The content I found most useful was workflow, hidden curriculum, and difference-in-differences. I am currently doing the Summer Undergraduate Research Program at Western Carolina University and my research project uses difference-in-differences. Going back through the history, mathematical theory, and code in Stata was extremely beneficial and I took notes to help me with my research. The hidden curriculum was everything we needed to know in order to run productive regressions that we wouldn’t have learned in econometrics. We learned how to avoid mistakes in workflow so we didn’t make major errors in our programming. This can be done by having organized subdirectories, automating the creation of charts and graphs, having a common naming convention, controlling versions of your work, and annotating your code so you will remember what you did and why when you go back and look at them. I was so inspired by the workflow talk we heard that I went through my laptop folders and reorganized and renamed my files in the airport before I came home.

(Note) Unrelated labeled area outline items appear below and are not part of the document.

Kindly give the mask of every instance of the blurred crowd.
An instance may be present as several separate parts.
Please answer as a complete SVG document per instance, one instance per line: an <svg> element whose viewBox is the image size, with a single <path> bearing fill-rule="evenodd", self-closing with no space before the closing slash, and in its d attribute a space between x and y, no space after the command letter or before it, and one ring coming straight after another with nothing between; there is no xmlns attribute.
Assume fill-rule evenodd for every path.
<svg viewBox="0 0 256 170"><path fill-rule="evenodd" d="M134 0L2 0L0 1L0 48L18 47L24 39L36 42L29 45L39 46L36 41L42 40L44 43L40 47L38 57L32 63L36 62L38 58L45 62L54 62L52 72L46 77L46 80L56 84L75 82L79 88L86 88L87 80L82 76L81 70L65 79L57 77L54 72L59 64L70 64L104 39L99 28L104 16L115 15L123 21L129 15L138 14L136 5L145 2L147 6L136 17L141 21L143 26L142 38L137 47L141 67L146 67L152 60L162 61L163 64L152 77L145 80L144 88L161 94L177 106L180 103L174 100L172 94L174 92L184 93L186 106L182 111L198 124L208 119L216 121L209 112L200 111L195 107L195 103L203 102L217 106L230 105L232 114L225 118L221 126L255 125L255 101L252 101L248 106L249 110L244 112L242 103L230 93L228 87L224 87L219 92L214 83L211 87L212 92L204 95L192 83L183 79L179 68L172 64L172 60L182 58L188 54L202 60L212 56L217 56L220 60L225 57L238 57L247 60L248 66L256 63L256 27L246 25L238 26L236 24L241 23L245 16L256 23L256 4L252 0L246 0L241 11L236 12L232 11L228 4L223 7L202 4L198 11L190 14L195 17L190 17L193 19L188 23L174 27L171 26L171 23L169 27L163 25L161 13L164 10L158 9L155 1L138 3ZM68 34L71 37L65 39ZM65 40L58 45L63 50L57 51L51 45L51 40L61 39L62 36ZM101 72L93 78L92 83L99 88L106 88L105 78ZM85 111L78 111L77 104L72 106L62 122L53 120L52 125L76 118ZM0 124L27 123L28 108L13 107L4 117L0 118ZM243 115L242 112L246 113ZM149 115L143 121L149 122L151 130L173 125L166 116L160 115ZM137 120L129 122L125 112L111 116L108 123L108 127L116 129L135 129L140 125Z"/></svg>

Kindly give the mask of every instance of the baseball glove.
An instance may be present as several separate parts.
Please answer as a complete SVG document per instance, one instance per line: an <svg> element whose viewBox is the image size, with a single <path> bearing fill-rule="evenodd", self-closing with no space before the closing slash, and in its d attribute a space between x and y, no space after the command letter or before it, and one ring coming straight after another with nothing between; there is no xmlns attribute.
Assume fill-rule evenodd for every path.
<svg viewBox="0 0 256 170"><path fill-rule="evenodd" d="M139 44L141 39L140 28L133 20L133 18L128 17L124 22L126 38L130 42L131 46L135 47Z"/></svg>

The most interesting content was the coding. I loved learning about machine learning and web scraping in R and I took notes on different resources to look into so that I could learn how to code better. It was so intriguing to see what was possible with just a few lines of code. I got excited about applying the code to real-world examples, and along with the advice I had received from people throughout the week, it helped me become closer to making a decision about my future plans.
Overall, the Claremont Graduate University Empirical Workshop was integral in shaping my decision about the future. It provided me with the insight I needed about what economics PhD programs are like through hearing real experiences of others and seeing the level of content taught in an economics PhD program. I got to receive unbiased third-party opinions from professors whom I hadn’t met before but plan on keeping in contact with. It was truly a wonderful experience and I am so thankful for the opportunity to attend.